Burger King UK's CEO Just Said the Quiet Part Out Loud: 'Invest in Brand or You'll Surely Die.' The £1B Sales Number Is the Receipt.
Burger King UK CEO Alasdair Murdoch told the Marketing Week Leadership Summit on 21 May that brand investment was the turnaround engine. System sales have more than doubled since 2018 and now top £1B. Brand spend with 1/10th of McDonald's budget required creative bravery, not bigger budgets.
Brand investment is not a budget question. It is a creative bravery question. The size of your media spend is what you do with what you have.
Burger King UK's CEO Alasdair Murdoch stood up at the Marketing Week Leadership Summit on 21 May and gave the bluntest line of the year on brand spend. "Invest in brand or you'll surely die." The line is going to get quoted for the next twelve months. The reason it will get quoted is that he has the numbers to back it up.
When Murdoch and CMO Katie Evans took the business over in 2018, Burger King UK was the discount chain. Estate underinvested. Restaurants outdated. Brand reliant on price cuts. Eight years later the business has more than doubled total system sales and crossed £1 billion. Bridgepoint just put in another £15 million with a further £20 million expected by mid-2027. Thirty new restaurants a year from 2026.
Murdoch's actual argument was sharper than the headline. "If you are Burger King and you have one-tenth of the budget of McDonald's, we've got to be creative. We've got to be brave."

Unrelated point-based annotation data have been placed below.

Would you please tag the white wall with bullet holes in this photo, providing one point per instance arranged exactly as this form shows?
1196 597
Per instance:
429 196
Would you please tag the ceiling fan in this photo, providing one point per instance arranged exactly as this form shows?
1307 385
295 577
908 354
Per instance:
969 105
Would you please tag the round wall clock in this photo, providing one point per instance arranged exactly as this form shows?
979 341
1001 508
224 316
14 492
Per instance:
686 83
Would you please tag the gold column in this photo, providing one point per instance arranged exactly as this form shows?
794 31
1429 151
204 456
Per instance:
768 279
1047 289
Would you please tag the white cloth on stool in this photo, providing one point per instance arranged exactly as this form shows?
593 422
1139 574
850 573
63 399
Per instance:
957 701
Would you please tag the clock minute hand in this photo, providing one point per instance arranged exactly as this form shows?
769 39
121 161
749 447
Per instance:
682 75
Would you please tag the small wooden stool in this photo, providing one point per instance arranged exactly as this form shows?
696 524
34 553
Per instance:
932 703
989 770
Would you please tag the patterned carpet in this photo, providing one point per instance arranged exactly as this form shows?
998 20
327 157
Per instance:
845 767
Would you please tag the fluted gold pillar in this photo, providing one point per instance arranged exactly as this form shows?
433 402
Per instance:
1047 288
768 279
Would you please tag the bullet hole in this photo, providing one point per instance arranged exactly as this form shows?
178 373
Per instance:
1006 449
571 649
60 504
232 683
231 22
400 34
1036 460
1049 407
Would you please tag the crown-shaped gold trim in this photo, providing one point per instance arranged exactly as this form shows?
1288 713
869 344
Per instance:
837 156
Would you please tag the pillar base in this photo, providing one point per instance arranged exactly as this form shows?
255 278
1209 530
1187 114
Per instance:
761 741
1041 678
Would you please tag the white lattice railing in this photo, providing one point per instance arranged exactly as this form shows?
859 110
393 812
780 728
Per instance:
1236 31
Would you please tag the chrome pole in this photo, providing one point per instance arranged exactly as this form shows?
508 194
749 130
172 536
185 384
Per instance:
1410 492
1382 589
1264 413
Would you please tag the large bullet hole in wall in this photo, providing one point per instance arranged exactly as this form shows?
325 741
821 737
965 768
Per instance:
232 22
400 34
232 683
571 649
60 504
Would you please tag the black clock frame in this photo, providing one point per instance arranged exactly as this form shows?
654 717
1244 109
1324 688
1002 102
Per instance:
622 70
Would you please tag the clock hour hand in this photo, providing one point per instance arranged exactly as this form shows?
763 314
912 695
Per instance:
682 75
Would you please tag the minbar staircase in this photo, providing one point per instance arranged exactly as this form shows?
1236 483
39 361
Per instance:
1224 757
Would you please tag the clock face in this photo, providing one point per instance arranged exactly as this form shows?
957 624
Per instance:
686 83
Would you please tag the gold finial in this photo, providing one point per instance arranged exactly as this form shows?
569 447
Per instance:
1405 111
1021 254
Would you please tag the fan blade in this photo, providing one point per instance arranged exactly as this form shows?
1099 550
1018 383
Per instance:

McDonald's outspends Burger King roughly ten to one on UK media. Burger King outranks McDonald's on creative awards, brand recall and PR pickup. The Whopper Detour campaign, the Moldy Whopper, the firing of the King mascot, the recent Oscars brand reset, all on a fraction of the rival's budget. The brand is built on doing something that earns attention rather than buying it.
Why it matters
Australian CMOs are heading into a budget cycle where finance teams will be asking the same question they ask every recession-adjacent year. Why are we spending on brand if we cannot directly attribute it. The honest answer is because the alternative is the discount spiral. Burger King UK lived in that spiral until 2018. The turnaround is the case study that says you can climb out, but only with creative bravery the brand team has not been allowed to bring in years.
Burger King UK total system sales, more than doubled since 2018, on a media budget one-tenth the size of McDonald's
The Murdoch quote will land particularly hard with Australian QSR, retail and FMCG brands that have been pulling brand spend into Performance Max and last-click attribution dashboards. That trade has been masking long-term brand erosion behind short-term conversion lifts. The lift looks good. The brand search trend tells the other story.